Politics are a key ingredient in any Godard film and Week End was one of the first of his films in which his Marxist beliefs come into sharp focus. One lengthy sequence has two refuse collectors deliver a lengthy diatribe against Western Imperialism (but, true to form, focusses on the face of the listener rather than the speaker each time) and in Godard’s world, the classes are constantly at war with each, to the point where society itself is on the brink of collapse. Cars have become not only the ultimate status symbol but also the ultimate weapon, spreading death and violence wherever they go. The roads travelled by the couple on their bizarre journey are littered with the bodies of the dead and peppered with insane, gun-happy, philosophising – perhaps even magical – hippie hitchhikers (“I’m here to inform these modern times of the grammatical era’s end, and the beginning of flamboyance, especially in cinema”).

Goddard has little faith in or love for the human race and the film is shot through with a heavy does of cynicism and misanthropy. He sees us as just a hairbreadth away from total social collapse, a world in which the trigger-happy cannibal hippie clan that Corinne and Roland fall foul of at the end. Week End sometimes feels like the story is playing out in a fictional world at some point between the end of David Cronenberg’s 1996 adaptation of Crash and five minutes before the start of Mad Max (1979).

Week End is a transitional film in Goddard’s filmography. As the “fin du cinema” caption suggests, it marked the end of the director’s narrative film period (not exactly traditional by any means but at least a time when he made films with some identifiable elements from mainstream cinema) and the start of something even more wayward, the start of a period where the films became increasingly vehicles for his radical revolutionary ideology. Un film comme les autres/A Film Like Any Other (1968) for example continued the automotive theme (it’s set in a car factory) but was largely concerned with revolutionary students debating with the workers.

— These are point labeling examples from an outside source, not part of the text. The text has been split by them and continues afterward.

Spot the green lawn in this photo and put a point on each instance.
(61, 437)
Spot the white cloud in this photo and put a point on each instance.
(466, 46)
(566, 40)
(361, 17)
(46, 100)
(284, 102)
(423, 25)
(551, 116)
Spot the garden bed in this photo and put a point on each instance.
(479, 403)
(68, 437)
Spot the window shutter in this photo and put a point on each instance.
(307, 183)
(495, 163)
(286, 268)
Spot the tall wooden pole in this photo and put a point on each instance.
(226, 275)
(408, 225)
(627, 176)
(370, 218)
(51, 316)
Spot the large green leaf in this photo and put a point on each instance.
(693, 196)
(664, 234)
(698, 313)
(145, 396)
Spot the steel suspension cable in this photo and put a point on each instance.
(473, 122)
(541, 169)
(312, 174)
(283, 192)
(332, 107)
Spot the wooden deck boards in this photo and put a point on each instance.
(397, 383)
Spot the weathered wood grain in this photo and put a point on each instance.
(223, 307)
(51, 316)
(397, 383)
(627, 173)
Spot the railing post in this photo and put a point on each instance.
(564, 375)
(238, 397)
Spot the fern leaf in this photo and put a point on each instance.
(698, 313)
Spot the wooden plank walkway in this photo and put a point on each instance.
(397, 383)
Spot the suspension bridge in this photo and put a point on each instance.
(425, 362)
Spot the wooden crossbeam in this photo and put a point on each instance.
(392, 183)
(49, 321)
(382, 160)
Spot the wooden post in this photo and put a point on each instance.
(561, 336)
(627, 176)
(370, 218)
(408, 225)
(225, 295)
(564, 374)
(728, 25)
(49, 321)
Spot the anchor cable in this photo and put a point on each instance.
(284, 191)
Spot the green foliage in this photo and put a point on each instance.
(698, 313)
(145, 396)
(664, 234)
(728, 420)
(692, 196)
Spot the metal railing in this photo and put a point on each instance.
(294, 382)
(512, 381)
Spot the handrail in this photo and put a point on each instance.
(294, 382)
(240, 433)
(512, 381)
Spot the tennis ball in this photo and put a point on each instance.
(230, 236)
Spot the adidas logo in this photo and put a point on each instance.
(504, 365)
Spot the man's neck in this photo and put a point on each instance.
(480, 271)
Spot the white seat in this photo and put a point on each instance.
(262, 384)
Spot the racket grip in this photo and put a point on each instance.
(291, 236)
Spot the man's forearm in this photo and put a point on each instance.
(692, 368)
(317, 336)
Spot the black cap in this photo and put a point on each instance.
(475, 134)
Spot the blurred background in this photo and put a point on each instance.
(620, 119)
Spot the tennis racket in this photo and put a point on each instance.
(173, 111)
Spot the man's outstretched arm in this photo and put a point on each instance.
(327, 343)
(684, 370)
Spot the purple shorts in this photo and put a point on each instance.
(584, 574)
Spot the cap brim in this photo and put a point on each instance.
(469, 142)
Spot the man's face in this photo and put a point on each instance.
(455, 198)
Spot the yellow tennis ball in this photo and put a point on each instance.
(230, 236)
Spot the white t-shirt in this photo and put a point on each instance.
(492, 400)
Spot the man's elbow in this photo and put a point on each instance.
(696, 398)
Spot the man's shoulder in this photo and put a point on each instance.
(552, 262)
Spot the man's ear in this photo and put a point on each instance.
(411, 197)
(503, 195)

How you react to Week End will largely depend on how closely you align with Godard’s politics, whether or not you can accept his challenging rewriting of the rules of filmmaking and your tolerance for dialogue that really is quite pretentious at times. It’s a difficult film but a fascinating one, alternately tedious, infuriating and engrossing. It’s certainly not your usual drama about a dysfunctional relationship, dallying with horror, science fiction, surrealism and something quite unclassifiable as Godard very publicly struggles with the cinema in general and with the New Wave that he’d become the figurehead for in particular. It’s not the best place to start with Godard if you’re new to the director – his debut, À bout de souffle/Breathless (1960), Bande à part/Band of Outsiders (1964) or the science fiction film noir Alphaville (1965) might be better launching pads – but it’s certainly one to seek out for Godard’s extraordinary attempts to press the self-destruct button on his career thus far.